The U.S. Department of Energy (DOE) and Hyundai Motor Company announced a collaboration to assess the current status of hydrogen and fuel cell technologies’ performance and address the challenges they face.
This effort will foster the independent and objective validation of these emerging technologies, including detailed evaluation of the fueling infrastructure.
As part of this partnership, Hyundai will provide five Hyundai NEXO fuel cell vehicles to DOE and support the installation of a SimpleFuel unit, an American-made, small-scale hydrogen fueling system, in the Washington, D.C., area this fall. This partnership will provide DOE managers and the national laboratories with access to data from real-world operation of hydrogen and fuel cell applications and help guide future DOE research and development.
“The Trump Administration is committed to utilizing every source of energy to ensure America’s transportation needs and challenges are aptly met and resolved,” said Under Secretary of Energy Mark W. Menezes. “To meet this commitment, it is essential that we collaborate with industry. We are pleased to partner with Hyundai to help advance fuel cell and hydrogen technologies and ensure our nation’s sustainable transportation future.”
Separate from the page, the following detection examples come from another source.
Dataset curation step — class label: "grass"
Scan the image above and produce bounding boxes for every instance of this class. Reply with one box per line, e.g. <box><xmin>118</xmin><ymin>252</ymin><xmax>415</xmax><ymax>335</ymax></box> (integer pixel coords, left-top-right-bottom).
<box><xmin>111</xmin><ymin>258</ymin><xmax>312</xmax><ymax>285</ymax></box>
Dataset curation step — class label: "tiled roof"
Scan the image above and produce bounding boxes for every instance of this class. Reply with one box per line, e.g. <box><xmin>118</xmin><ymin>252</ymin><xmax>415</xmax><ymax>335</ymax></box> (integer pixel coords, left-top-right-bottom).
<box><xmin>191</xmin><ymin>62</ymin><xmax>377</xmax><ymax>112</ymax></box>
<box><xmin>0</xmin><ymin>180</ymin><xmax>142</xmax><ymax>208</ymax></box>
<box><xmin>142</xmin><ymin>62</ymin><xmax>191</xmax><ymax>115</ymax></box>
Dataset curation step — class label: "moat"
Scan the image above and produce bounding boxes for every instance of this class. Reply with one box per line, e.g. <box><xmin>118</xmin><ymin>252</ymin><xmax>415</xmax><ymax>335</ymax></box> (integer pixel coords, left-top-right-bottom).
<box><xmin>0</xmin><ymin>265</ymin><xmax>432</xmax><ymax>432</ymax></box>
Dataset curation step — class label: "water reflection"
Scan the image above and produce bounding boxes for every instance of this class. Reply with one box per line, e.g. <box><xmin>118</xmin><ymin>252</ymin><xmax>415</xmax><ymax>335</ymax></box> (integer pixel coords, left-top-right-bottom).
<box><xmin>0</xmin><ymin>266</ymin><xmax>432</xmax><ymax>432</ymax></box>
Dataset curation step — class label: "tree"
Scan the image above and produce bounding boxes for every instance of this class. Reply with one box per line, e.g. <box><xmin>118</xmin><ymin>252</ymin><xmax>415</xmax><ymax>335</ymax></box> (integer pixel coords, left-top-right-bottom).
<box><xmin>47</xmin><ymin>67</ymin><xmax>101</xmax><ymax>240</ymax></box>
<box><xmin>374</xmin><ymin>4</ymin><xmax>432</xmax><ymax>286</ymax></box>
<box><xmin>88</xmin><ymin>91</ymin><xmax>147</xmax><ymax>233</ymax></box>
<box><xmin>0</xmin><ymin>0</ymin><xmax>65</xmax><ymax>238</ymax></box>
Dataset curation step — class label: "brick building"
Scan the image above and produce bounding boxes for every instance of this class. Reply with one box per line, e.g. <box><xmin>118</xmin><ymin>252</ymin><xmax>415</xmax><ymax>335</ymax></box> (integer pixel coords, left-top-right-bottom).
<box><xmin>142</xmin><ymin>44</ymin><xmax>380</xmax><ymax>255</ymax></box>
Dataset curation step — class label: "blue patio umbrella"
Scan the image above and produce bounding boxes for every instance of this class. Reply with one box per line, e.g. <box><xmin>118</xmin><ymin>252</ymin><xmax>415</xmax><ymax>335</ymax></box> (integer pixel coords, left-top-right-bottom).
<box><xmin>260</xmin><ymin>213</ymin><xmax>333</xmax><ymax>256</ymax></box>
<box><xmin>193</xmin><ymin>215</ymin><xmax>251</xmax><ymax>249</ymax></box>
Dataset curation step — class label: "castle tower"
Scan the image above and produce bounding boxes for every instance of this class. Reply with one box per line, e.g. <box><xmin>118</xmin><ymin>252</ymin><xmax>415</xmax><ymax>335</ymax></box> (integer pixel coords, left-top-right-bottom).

The idea behind the SimpleFuel system came out of DOE’s H-Prize H2Refuel competition. This competition encouraged American innovators to develop small-scale hydrogen generation systems to refuel forklifts or vehicles at community centers, businesses, and other locations that don’t have hydrogen stations nearby. The H-Prize H2Refuel winner recently exported the American-made hydrogen refueling unit for use with forklifts and other vehicles.
“Hyundai Motor Company is proud to partner with and support the U.S. Department of Energy’s Hydrogen and Fuel Cells Program as part of our commitment in supporting the transition to clean energy,” said Hyundai Motor Group Executive Vice Chairman Euisun Chung. “With the potential for application across multiple industries, we firmly believe that hydrogen fuel cells are necessary for a sustainable future. We are delighted that our technologies can help the U.S. Department of Energy as it continues to explore the future potential of hydrogen.”
The five Hyundai NEXO fuel cell cars, which can rely on the SimpleFuel unit for refueling, will join the DOE fleet in Washington, D.C. DOE will provide several of the cars to national laboratories that have refueling capability, as well as other federal government agencies. This will allow the independent validation of data and the development of workforce training programs, and encourage greater collaboration between government, research, and industry.